Nul »! annonce un scrutateur à Ouagadougou en inspectant un bulletin de vote à la lumière de son téléphone portable. Le dépouillement de l’élection présidentielle de dimanche au Burkina Faso s’effectue à la bougie, à la lampe-torche ou à la lampe-tempête.
Le dépouillement du double scrutin présidentiel et législatif a commencé à la tombée de la nuit peu après 18H00 à Ouagadougou. Le président Roch Marc Christian Kaboré, qui a voté dans cette même école, est le favori de cette élection sous haute tension, en raison de la spirale des attaques jihadistes dans laquelle le pays est aspiré depuis 2015.
Institutrice, Fatimata Kaboré était dimanche dans son école, mais en tant que présidente de bureau de vote N.7 du quartier de la Patte-d’Oie de la capitale du Burkina Faso, pays sahélien parmi les plus pauvres du monde.
L’urne est posée sur une table de classe sortie pour l’occasion.
La journée a été relativement calme après l’excitation survenue lors du vote du président Kaboré.
Fatimata a passé la plus grande partie de la journée à attendre patiemment les électeurs. Un calme et un ennui qui contrastent avec le ballet d’hélicoptères qui survolent en permanence l’école située en bout de la piste de l’aéroport.
Les appareils transportent urnes et personnel depuis les bureaux des zones enclavées où les groupes jihadistes font la loi. Dans le nord et l’est du pays, des bureaux de vote ont dû fermer sous la menace d’hommes armés.
Début novembre, la Cour constitutionnelle avait constaté que l’élection ne pourrait se tenir sur 17,7% du territoire, faute d’une présence de l’Etat, administrative et sécuritaire, suffisante
« Dieu merci à Ouagadougou, ça va! » dit, sans révéler son nom, un surveillant pénitentiaire en uniforme gris, reconverti ce dimanche en surveillant de bureau de vote.
Au moment, du dépouillement, il y a un léger flottement.
« La Commission électorale (CENI) a fait une formation, la semaine passée, ils nous ont tout expliqué », assure Iboudo Abdoulraïm, élève de première de 18 ans tiré au sort pour participer au processus dans ce pays qui a connu de nombreux coups d’Etat ou tentatives.

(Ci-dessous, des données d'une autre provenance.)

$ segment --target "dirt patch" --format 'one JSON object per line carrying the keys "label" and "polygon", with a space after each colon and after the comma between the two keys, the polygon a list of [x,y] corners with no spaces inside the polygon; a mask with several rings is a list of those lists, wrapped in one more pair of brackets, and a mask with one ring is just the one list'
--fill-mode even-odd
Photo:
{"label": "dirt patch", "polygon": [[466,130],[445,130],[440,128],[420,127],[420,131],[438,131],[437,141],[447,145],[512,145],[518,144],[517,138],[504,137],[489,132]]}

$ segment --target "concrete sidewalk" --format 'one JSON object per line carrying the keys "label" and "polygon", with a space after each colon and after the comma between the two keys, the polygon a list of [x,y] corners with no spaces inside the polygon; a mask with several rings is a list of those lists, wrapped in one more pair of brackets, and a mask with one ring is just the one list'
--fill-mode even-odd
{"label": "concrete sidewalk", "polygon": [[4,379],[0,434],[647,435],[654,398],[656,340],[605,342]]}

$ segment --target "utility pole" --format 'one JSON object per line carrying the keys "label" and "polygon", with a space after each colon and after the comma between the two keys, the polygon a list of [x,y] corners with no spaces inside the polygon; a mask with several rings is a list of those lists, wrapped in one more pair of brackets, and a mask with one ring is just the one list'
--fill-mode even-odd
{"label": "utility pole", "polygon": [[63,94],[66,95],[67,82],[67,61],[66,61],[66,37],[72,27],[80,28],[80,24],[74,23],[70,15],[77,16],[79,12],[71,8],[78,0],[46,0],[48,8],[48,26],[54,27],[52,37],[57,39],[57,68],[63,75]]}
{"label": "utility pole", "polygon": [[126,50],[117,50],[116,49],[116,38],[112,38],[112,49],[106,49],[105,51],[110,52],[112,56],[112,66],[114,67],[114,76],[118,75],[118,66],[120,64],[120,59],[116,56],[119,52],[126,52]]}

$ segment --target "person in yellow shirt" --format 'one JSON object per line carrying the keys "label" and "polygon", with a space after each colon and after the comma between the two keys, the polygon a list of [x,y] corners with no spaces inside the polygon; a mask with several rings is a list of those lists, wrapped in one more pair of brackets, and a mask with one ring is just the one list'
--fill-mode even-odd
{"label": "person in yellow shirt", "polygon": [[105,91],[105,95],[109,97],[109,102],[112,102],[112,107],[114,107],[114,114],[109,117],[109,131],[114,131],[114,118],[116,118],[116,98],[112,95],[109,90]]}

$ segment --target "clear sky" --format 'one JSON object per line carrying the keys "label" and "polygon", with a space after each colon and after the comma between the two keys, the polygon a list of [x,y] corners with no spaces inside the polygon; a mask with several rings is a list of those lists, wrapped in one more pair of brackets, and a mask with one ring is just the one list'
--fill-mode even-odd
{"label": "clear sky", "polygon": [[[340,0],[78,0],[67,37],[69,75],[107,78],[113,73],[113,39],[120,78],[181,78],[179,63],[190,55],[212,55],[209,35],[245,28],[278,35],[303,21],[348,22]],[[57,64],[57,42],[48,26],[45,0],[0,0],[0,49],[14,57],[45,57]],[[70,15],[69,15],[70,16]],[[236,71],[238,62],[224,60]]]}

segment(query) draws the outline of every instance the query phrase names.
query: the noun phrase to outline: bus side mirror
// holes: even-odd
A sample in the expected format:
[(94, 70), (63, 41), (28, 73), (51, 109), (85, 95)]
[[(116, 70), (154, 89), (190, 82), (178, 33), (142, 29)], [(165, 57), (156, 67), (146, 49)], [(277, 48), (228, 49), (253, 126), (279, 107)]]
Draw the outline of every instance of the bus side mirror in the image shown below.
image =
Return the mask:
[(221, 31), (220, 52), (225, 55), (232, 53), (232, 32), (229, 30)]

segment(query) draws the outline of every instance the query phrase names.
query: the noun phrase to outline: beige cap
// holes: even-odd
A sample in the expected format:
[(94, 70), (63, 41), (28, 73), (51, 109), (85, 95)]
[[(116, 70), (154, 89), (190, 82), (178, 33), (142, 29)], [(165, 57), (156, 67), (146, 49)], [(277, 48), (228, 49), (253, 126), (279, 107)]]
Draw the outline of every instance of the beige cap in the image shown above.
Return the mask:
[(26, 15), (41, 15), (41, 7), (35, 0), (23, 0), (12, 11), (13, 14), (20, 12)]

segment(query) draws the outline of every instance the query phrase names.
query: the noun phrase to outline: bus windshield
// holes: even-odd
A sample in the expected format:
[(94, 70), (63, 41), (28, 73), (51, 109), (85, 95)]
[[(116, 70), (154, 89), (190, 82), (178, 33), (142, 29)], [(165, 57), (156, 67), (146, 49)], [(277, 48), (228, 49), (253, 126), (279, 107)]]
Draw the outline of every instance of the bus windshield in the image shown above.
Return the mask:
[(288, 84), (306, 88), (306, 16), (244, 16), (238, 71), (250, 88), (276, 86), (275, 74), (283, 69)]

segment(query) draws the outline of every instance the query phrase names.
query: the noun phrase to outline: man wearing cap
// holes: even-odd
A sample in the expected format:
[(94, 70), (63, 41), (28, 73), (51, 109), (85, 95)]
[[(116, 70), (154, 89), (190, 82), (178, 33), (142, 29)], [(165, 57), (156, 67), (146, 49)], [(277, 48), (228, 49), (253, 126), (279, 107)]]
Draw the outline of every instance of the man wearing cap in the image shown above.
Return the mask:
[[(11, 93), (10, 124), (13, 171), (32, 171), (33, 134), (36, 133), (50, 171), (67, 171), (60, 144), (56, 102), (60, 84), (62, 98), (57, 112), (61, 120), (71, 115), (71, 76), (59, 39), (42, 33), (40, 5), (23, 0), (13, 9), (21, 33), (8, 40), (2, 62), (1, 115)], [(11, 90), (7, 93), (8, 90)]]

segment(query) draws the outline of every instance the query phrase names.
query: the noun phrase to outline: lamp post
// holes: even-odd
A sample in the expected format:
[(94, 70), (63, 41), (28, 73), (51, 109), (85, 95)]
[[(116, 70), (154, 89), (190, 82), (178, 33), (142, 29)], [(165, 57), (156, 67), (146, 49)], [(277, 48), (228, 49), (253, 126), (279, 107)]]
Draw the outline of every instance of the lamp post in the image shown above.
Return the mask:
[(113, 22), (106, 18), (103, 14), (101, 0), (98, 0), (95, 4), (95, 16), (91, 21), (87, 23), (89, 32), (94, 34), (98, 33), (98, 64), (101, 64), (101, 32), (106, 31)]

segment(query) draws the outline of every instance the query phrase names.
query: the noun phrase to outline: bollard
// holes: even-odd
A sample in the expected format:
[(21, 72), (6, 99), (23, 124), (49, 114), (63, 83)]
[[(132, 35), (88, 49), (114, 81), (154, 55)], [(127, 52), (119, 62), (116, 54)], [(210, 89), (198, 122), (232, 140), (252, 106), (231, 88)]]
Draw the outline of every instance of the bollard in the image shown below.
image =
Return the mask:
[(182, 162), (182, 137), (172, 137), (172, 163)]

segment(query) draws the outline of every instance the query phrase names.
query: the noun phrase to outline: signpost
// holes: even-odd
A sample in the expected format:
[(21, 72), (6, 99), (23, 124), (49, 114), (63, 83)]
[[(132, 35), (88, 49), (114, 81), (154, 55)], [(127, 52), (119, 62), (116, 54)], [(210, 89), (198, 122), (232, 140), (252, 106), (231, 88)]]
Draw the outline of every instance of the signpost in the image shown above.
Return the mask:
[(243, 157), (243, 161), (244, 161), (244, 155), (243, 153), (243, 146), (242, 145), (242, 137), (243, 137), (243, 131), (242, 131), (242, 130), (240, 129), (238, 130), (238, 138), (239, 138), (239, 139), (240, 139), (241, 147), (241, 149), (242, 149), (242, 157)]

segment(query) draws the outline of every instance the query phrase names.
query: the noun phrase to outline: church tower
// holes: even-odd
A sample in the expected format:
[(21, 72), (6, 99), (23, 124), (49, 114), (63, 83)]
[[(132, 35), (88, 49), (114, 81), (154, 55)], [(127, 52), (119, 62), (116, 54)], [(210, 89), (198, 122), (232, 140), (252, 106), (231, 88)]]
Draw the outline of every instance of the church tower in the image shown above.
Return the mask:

« Il manque les scrutateurs! On ne fait rien! », intervient Nana Boureima, délégué du bureau.
4000 F CFA
Fatimata Kaboré part, sac à main en bandoulière, dans la cour de l’école chercher des électeurs qui accepteraient de remplir ce rôle. En vain.
Finalement, on brise quand même le sceau de l’urne et on extirpe les bulletins, de grandes feuilles pliées en quatre où figurent les portraits des 13 candidats.
Les électeurs ont du tremper leur doigt dans de l’encre indélébile, et l’apposer dans la case à côté de la photo de leur champion.
Lentement, les scrutateurs annoncent solennellement le nom inscrit sur chaque bulletin tandis qu’un assesseur note les résultats sur un petit calepin aux couleurs de la CENI, sous le regard attentif de Fatimata.
Roch Marc Christian Kaboré semble se détacher mais le chef de file de l’opposition Zéphirin Diabré, et Eddie Komboïgo, candidat du parti de l’ancien président Blaise Compaoré, recueillent aussi de nombreuses voix.
Derrière les délégués occupés au dépouillement, Adama, un étudiant de 21 ans représentant un petit parti d’opposition, observe.
L’opposition a accusé samedi le pouvoir d’avoir organisé une « fraude massive » pour garantir une réélection du président Kaboré au premier tour.
« Pour être franc, je m’intéresse peu à la politique, mais je m’y retrouve dans le programme de ce candidat aux législatives », explique-t-il d’abord. Avant d’avouer que le parti lui a promis 4.000 francs (8 euros) pour ses services.
« C’est important d’être là, pour qu’on ne puisse pas dire ensuite qu’il y avait fraude », dit-il.